In this example, there is no explicit binding between the document instance shown and the formal definitions of the element types it uses (the document's vocabulary or document type ). However, most XML documents are governed by a formal document type definition , which may be defined as a machine-readable document type declaration (DTD), XML Schema , or other formal syntax, as well as by human-readable documentation, such as a data dictionary or document type reference manual. Given machine-readable document type rules, XML documents can be validated for conformance to these rules. This allows processors to ensure that the documents it is processing meet at least the syntactic requirements of the document type (there may be other requirements that cannot be specified in a DTD or schema).
You can think of a document type as a way to map business objects to the serialization of those business objects as XML. The document type definition should also map the business rules governing the business objects to the XML-based processing of those business objects. Examples of typical XML-based processing include generating HTML for Web display, loading XML data into a non-XML database or application, and transforming XML in one document type to XML in another document type for further interchange or processing.
As a way to capture structured data as simple strings with rigorously-defined parsing and processing rules, XML is immediately useful even in the context of a single application or task. However, the real power of XML derives from the ability for people and enterprises to exchange documents with some hope of being able to process them reliably and accurately.

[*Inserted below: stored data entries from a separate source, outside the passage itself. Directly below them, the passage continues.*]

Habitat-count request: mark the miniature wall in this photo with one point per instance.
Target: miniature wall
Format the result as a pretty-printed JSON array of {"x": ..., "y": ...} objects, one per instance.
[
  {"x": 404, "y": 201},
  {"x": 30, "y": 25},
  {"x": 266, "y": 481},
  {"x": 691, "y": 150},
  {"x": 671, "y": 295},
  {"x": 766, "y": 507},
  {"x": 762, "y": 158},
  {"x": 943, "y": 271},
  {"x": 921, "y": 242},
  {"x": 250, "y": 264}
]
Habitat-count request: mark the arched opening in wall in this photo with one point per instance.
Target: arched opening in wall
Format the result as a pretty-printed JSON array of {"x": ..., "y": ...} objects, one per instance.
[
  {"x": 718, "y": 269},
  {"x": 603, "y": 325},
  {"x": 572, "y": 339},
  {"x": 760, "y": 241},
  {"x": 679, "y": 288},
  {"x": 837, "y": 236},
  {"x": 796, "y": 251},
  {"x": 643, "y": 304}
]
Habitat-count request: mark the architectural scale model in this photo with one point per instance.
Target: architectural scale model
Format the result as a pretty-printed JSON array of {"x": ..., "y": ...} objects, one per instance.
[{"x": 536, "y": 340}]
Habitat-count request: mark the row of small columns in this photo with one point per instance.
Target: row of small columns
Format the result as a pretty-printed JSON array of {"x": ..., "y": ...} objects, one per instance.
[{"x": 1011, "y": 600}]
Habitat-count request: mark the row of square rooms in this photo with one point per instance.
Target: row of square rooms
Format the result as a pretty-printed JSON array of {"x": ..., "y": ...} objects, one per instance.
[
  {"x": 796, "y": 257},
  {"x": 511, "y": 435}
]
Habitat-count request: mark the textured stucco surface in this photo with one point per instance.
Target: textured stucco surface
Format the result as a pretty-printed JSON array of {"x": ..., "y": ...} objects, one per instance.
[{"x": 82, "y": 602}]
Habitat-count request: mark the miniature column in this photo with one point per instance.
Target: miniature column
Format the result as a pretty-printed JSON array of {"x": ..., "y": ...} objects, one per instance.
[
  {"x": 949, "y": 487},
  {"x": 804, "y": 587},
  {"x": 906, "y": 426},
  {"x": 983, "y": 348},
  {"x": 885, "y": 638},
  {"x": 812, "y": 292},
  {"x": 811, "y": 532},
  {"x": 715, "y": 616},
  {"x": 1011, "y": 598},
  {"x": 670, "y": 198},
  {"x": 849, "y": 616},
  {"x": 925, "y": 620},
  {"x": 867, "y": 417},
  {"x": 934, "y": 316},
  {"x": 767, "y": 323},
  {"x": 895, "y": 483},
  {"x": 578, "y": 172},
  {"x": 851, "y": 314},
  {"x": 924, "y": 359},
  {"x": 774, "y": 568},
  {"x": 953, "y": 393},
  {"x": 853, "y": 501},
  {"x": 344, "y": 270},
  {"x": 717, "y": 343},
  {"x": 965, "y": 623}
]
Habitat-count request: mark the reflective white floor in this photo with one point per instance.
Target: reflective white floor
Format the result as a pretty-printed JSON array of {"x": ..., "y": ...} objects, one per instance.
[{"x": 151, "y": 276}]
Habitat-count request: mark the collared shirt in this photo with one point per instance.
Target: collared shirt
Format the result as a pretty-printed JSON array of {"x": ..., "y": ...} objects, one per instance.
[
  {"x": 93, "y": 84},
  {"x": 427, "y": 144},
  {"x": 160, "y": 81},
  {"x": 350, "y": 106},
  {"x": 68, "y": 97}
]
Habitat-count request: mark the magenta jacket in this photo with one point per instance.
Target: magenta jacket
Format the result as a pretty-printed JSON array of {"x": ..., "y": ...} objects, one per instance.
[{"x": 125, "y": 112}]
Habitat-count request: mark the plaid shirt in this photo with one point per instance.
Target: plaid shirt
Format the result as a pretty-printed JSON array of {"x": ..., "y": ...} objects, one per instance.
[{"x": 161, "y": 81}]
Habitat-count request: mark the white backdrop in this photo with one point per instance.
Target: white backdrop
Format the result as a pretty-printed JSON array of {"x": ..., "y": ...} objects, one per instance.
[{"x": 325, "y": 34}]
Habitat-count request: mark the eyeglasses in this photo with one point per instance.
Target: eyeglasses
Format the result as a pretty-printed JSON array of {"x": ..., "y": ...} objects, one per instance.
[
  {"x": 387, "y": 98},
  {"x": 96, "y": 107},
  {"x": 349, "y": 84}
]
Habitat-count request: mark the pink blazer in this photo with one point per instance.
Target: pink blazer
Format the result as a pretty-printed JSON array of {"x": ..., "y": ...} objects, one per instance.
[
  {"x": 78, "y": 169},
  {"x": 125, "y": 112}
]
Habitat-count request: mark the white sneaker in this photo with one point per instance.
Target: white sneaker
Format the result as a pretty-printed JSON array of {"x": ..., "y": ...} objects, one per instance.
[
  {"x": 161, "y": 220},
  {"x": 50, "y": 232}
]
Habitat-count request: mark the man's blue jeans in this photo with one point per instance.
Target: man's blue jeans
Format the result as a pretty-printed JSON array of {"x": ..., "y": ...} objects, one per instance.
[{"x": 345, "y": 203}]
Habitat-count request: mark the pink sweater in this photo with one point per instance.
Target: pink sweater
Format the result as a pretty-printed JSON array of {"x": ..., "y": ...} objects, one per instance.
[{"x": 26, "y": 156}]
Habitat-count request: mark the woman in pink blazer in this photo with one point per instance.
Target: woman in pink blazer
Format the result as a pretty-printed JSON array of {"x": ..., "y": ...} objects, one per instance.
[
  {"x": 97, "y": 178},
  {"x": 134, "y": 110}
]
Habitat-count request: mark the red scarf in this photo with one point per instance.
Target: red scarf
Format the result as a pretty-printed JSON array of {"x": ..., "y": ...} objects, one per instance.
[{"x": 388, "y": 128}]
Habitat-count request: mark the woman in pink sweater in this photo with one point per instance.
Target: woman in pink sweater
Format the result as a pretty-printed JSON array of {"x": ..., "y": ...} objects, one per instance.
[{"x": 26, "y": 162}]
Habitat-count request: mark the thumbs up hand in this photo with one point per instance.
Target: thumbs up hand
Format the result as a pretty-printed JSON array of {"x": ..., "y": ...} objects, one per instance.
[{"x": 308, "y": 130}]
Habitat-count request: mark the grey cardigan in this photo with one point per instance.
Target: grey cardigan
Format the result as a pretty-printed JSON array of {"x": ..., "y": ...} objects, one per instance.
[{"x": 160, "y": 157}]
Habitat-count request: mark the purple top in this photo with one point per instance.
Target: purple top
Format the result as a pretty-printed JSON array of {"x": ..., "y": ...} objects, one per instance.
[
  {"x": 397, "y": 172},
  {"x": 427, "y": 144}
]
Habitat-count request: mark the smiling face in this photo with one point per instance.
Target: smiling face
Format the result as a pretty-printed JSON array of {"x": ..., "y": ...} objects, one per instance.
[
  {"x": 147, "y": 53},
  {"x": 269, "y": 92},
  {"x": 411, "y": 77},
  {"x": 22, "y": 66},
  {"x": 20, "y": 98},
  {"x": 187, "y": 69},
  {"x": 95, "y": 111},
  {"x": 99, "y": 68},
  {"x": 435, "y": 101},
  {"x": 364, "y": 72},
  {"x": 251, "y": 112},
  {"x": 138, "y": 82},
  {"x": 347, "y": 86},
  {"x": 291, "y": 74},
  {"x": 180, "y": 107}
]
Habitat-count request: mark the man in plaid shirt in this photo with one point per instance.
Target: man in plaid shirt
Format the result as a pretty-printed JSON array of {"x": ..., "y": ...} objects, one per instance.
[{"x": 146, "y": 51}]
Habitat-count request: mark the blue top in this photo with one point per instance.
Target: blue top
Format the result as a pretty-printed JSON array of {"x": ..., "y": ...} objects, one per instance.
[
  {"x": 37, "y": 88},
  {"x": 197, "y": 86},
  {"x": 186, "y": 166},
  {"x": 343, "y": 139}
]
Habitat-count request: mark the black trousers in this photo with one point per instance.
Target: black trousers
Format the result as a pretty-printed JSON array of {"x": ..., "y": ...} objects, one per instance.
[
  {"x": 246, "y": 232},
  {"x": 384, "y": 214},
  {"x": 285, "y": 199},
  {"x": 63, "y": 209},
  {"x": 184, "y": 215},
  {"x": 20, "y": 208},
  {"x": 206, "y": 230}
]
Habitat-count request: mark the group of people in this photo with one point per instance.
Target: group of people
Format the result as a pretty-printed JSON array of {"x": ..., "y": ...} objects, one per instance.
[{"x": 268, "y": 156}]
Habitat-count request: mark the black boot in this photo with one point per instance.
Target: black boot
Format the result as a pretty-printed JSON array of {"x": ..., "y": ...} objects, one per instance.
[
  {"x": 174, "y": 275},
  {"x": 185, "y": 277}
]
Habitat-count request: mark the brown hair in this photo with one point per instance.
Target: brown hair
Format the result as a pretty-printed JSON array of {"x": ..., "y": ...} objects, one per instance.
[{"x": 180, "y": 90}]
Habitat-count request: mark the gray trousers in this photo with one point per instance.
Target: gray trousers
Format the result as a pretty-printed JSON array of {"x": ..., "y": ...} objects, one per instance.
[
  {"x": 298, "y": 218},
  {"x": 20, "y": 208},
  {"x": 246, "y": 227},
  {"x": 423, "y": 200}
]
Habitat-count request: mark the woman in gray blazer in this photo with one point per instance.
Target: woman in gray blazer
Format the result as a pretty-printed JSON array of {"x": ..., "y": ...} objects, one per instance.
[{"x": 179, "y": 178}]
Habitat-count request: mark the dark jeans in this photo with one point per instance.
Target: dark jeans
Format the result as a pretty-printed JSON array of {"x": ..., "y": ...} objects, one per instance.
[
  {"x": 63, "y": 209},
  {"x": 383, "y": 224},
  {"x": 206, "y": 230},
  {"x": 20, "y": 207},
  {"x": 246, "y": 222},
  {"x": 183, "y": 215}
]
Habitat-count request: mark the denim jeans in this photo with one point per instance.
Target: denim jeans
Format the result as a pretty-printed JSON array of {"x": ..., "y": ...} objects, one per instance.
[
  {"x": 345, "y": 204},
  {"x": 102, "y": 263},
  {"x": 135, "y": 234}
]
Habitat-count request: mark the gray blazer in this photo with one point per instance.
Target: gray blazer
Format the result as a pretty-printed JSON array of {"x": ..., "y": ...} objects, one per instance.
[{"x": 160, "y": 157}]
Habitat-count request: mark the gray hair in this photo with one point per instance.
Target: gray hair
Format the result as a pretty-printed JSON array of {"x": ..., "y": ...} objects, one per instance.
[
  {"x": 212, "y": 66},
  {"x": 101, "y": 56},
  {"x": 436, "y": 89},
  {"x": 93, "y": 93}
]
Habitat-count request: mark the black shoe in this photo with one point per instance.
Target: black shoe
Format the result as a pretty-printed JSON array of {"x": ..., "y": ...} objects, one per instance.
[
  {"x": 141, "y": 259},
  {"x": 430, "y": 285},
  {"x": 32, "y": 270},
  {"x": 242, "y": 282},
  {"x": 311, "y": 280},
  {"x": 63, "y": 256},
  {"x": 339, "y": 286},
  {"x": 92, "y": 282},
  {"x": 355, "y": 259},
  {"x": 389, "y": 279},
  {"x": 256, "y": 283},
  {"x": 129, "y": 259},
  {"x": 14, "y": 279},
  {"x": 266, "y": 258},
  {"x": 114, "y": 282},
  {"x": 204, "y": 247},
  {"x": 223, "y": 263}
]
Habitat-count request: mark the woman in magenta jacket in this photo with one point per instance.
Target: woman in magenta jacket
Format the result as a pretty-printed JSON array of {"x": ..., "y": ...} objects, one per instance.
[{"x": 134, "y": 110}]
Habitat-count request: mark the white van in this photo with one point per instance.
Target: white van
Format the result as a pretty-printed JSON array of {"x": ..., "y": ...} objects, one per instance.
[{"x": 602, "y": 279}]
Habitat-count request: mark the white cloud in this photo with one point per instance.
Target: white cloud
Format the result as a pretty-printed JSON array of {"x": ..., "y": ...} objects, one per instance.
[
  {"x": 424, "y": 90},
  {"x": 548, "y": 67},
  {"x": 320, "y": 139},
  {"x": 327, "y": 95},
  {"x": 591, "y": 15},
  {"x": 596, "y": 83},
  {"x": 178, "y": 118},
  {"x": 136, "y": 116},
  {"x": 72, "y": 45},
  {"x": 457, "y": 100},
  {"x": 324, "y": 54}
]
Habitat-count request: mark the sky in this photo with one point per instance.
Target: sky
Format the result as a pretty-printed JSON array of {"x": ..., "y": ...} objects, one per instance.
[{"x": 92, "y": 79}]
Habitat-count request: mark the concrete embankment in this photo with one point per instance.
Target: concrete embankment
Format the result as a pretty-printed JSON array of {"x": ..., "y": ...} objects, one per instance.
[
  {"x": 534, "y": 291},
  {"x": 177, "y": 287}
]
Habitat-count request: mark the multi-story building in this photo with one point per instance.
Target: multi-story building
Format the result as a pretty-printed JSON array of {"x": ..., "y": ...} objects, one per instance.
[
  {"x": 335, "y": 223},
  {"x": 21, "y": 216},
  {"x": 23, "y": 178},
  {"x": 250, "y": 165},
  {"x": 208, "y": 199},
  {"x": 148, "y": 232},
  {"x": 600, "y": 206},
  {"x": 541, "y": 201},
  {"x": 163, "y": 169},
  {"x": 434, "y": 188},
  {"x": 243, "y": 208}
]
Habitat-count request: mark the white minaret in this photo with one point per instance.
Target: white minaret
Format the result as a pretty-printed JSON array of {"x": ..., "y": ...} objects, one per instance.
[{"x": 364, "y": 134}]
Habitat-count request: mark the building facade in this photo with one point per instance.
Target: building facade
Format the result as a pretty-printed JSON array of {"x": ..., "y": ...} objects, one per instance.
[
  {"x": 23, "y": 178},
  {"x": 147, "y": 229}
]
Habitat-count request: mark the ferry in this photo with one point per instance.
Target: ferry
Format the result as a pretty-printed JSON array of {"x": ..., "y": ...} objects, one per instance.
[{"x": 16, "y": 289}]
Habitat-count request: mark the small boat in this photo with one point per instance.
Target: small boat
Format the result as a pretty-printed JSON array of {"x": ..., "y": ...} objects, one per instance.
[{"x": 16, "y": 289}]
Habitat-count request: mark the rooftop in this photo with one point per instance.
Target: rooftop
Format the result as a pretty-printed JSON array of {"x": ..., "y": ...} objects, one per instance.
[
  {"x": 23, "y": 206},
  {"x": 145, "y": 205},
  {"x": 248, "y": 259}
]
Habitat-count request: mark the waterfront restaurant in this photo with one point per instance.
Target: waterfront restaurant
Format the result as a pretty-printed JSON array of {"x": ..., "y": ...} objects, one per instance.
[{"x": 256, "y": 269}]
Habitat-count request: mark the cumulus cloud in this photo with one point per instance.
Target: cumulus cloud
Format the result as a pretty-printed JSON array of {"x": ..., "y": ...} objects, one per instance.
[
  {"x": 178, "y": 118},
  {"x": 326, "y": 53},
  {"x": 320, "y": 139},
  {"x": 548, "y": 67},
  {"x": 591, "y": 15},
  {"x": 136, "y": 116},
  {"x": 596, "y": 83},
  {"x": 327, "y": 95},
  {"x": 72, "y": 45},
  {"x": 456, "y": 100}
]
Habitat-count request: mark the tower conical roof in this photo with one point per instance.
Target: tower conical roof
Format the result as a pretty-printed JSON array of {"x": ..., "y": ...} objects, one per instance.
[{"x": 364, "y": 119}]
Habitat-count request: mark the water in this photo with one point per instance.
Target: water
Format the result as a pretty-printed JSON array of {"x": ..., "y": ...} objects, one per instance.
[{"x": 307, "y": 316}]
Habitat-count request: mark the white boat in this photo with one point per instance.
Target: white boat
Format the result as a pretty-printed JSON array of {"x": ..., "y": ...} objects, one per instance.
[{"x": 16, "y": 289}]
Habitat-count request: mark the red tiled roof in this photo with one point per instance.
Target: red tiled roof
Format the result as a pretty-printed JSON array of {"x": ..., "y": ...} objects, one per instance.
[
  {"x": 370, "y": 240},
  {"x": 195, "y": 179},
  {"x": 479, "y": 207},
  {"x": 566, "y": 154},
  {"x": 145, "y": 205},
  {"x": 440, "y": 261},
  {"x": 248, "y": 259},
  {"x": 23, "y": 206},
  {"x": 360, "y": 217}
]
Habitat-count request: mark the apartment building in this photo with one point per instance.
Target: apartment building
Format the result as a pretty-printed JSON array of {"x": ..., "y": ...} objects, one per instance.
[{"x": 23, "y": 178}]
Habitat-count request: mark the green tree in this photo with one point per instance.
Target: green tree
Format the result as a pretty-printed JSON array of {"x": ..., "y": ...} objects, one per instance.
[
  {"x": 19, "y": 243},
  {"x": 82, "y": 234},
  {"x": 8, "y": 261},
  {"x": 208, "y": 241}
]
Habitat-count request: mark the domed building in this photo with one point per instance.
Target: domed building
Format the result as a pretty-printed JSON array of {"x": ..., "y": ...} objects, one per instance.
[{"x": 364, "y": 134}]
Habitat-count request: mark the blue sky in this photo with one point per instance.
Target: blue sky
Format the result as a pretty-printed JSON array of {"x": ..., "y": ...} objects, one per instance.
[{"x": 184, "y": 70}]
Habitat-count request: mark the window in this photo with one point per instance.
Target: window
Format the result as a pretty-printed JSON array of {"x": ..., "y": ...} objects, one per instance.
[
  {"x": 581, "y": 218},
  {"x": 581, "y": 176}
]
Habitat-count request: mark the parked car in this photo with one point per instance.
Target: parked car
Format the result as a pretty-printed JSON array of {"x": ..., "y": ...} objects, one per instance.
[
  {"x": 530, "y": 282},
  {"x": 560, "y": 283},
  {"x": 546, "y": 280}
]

Communities of interest can define shared document types for the information they want to interchange. The textbook example of this is the use of XML for business-to-business communication. A number of organizations, including the United Nations, have defined industry-standard document types for business documents of all types (e.g., purchase orders, fulfillment requests, contracts, etc.) and are using them to enable wide-spread interchange of business data.
The act of defining a shared document type helps to produce clear consensus on what the information content and rules are. The use of formal, machine-based rules for document types enables validation of documents and guides the implementation of supporting processors. Because XML is completely platform and implementation independent members of a community of interest can use a variety of platforms, tools, and techniques to process the XML documents the community interchanges.
One side effect of XML's popularity as a data representation and interchange standard is that a very wide and deep set of supporting tools have been developed and deployed, both as commercial tools and as open-source. There are robust XML support packages for every major programming language and operating platform. This means that even when XML may not, in the abstract, be the optimal technology for a particular task, it is often more cost effective to use an XML solution simply because the supporting infrastructure is so widely available. It also means that there is a large and ever growing pool of skilled XML practitioners available to develop and maintain XML-based solutions.
However, this does not mean that XML is always the best solution to a particular business problem. There is a lot of hype around XML and it is important to weigh the use of XML as carefully as you would weigh the use of any other technology. It is also the case that many of the standards and practices evolving from XML are still quite new—not all of them are necessarily ideas that will stand the test of time.